Deidre Deidre 7 years
For anyone who needs help just understanding the basics of how benefits work, try the Plan for Your Health website. If you have no idea what deductible or coinsurance means, it's a good source to check out the basics. It also does a pretty decent breakdown of HMO vs. PPO and how HSAs work. And yes,as LV stated, you should always talk to your HR team if you have questions. They've heard it all, and it's their job to be able to explain the basics of coverage.
melizzle melizzle 7 years
I count myself lucky for having a company that offers several excellent health care options, including ones that have premiums fully paid for by my employer. It's nice to have a choice rather than being forced into a plan that may not be appropriate for your needs.

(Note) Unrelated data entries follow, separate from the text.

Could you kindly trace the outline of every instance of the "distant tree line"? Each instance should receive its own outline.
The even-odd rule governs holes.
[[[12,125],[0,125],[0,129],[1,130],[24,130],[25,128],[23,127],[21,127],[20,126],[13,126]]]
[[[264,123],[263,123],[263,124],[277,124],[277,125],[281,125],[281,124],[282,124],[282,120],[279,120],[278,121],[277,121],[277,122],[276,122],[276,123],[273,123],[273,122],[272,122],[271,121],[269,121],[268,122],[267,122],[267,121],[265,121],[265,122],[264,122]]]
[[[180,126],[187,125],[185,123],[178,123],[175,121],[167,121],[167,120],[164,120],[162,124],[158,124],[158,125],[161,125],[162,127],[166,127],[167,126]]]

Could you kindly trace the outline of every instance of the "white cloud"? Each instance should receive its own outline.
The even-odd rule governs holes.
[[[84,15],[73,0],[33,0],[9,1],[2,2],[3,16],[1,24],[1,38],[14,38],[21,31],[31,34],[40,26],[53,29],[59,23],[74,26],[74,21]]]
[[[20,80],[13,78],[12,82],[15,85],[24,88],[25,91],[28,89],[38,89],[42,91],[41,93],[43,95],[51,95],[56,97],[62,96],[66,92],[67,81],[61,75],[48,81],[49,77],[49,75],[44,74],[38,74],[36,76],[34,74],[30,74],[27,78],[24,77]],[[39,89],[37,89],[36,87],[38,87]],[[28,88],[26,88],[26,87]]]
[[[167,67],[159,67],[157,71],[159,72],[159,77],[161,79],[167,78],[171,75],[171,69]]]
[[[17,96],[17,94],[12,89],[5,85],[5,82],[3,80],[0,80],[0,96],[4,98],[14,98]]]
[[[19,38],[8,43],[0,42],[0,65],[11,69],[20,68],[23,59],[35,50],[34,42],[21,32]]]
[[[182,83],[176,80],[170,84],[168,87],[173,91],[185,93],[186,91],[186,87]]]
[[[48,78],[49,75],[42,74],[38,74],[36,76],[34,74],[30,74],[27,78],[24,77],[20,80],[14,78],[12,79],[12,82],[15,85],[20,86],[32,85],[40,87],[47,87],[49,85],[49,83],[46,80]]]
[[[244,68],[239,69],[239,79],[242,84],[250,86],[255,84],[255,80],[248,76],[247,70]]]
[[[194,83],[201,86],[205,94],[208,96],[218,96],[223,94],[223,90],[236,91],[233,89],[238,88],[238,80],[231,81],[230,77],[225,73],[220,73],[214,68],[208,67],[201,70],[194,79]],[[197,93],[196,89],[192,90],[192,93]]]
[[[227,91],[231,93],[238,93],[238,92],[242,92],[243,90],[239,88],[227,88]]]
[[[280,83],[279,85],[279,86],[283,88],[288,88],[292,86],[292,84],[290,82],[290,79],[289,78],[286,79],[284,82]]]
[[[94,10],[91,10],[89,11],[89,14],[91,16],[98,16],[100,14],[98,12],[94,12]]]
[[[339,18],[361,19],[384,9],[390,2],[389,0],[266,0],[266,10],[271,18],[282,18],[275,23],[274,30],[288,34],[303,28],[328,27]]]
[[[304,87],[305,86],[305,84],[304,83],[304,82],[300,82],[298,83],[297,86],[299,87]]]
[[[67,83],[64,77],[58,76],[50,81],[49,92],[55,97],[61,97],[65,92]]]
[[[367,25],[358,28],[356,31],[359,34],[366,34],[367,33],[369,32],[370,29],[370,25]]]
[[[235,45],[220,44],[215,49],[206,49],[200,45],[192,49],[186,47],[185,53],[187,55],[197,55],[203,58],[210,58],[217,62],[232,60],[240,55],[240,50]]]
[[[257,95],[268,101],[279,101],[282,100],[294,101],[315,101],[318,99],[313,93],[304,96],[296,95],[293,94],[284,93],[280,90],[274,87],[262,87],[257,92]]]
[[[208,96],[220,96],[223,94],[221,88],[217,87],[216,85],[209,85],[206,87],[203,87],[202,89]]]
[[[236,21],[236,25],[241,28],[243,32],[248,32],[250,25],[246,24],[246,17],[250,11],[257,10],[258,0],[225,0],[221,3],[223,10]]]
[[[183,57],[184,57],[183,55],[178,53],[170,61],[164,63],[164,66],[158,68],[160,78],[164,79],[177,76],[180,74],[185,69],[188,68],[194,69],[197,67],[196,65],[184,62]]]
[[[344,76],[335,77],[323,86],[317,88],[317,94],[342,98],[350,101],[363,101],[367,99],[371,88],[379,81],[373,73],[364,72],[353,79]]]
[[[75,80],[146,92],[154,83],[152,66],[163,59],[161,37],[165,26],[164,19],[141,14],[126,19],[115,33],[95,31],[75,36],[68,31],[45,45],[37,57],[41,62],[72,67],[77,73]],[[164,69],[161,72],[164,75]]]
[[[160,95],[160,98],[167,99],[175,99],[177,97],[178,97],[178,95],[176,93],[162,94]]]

LVBelleAme LVBelleAme 7 years
POS plans don't require a referral in and of themselves, POS plans are plans that usually have a 3 tier system where you have an HMO option, a PPO option, and an Indemnity option - you can go from one to tier to another as you need to. Obviously the HMO will always cost you less out of pocket, the PPO slightly more and the Indemnity will cost you the most out of pocket. An HMO will always require a referral, and you can only see doctors that are participating in their particular HMO service unless a particular PPO physician is contracted with them as a referral doctor, that would be the only way to see your PPO physician with the HMO rate. I realize that this article is trying to simplify things for the average Joe/Jane, but you should really encourage people with questions on their medical benefits to speak with their benefit department and if they aren't getting the answers they need then they need to speak to whoever their company medical broker is. Making the wrong choice with a medical plan is one of the most expensive mistakes one can make.